If it sounds bizarre, that's because it is. However, the seemingly innocuous game is important for two reasons. 

Firstly, it is a good and easy to understand example of the benefits of blockchain. Tamagotchi, the various Pokémon games, Beanie Babies - people love collectables. There is a reason Pokémon catchphrase was Gotta Catch Em All. Simple projects like CryptoKitties have the potential to introduce people to blockchain and how it works. It is a very simple use case that essentially uses the core blockchain operations - making transactions through sending/receiving on the network.

Secondly, it highlights the abilities of ERC-721 tokens. ERC-721 tokens are non-fungible. This means that each token is different, uniquely identifiable, and equipped with different values and attributes. In the case of CryptoKitties, each cat is 'born' with a different appearance. You can also breed different types of cats together, and the different 'genes' of each cat means you will always end up with a unique kitten at the end of the process.
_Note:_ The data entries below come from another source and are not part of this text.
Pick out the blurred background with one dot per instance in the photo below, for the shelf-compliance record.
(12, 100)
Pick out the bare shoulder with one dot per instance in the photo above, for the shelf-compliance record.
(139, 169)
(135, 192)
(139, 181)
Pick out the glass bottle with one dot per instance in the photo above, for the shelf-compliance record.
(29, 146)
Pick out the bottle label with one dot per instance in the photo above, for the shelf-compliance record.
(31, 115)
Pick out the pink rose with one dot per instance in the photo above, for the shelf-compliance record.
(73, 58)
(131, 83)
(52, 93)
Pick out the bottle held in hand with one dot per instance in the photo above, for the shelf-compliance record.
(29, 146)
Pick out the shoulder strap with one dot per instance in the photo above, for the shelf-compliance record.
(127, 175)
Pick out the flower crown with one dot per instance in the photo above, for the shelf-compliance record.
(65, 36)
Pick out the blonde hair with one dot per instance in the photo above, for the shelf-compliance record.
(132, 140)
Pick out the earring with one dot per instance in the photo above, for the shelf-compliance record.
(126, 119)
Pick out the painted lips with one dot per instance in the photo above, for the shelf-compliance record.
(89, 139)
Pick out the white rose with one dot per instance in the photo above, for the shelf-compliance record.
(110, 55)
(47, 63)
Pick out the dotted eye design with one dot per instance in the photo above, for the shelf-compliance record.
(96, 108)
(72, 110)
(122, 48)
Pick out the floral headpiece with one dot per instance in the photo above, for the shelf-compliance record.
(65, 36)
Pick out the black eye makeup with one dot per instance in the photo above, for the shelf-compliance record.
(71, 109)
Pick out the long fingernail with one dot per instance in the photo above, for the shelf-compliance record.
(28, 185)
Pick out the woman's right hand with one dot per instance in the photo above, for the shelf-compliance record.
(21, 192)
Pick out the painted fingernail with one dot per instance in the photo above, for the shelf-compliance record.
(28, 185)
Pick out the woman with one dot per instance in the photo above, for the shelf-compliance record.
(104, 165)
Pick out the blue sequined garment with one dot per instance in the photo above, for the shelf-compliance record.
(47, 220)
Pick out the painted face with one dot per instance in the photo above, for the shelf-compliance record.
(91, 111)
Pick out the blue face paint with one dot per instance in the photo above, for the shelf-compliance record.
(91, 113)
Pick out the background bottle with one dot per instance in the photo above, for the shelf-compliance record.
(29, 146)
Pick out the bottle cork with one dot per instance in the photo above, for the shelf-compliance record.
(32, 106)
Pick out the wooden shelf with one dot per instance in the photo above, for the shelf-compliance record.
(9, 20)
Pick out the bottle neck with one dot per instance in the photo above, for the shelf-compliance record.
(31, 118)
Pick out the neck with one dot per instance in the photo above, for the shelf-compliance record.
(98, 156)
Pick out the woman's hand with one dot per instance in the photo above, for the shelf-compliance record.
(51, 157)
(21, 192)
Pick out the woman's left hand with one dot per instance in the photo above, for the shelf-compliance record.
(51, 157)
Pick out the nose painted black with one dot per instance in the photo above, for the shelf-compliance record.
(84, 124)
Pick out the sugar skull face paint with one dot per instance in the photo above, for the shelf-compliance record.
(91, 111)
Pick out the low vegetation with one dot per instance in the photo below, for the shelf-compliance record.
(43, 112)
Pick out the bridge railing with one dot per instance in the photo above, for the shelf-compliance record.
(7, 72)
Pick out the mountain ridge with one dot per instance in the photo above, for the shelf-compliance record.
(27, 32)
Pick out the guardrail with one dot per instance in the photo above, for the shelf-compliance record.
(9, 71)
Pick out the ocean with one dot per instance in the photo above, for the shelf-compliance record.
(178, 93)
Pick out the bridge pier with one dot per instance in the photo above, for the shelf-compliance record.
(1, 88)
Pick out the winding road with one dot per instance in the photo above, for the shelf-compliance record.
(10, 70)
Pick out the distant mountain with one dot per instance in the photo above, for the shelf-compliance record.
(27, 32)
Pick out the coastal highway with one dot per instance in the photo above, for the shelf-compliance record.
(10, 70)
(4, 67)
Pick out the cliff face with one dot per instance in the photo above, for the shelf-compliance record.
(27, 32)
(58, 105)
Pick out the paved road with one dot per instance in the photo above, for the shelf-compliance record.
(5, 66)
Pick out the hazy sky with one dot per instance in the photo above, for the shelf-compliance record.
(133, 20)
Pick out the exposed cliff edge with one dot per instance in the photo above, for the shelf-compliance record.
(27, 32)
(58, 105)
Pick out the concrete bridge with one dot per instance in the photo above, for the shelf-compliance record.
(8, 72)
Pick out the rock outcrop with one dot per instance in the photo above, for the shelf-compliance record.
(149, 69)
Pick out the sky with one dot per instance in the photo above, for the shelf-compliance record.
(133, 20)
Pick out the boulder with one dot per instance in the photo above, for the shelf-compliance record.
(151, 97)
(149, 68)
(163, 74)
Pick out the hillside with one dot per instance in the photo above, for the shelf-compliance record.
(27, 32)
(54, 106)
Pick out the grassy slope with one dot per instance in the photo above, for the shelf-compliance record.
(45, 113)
CryptoKitties will probably fade into obscurity in the coming months (although that's probably what people said about Pokémon when that was first released too), but it demonstrates the ability to programme scarcity onto the blockchain, which can be directly applied to multiple real world use cases. I do not fall into the camp of "we should tokenise everything because we can!" but it is a clear use case for unique and rare collectibles. Digital baseball cards could be tied to a blockchain ID. Rare computer game items or skins. Stocks and shares. Maybe EA should tie loot boxes to blockchain and salvage its reputation amongst the online community. 

As usual whenever something popular hits, the Ethereum network began to creak under the pressure. I am not unduly concerned about the impact of ICO's or CryptoKitties in slowing down or clogging the network. The more network speed is an issue with cases like this, the more resources and money will be devoted to solving it. Ethereum and blockchain more widely remains in its infancy - just like the internet struggled to cope with constant increasing demand but managed to resolve the issue, so too will blockchain developers.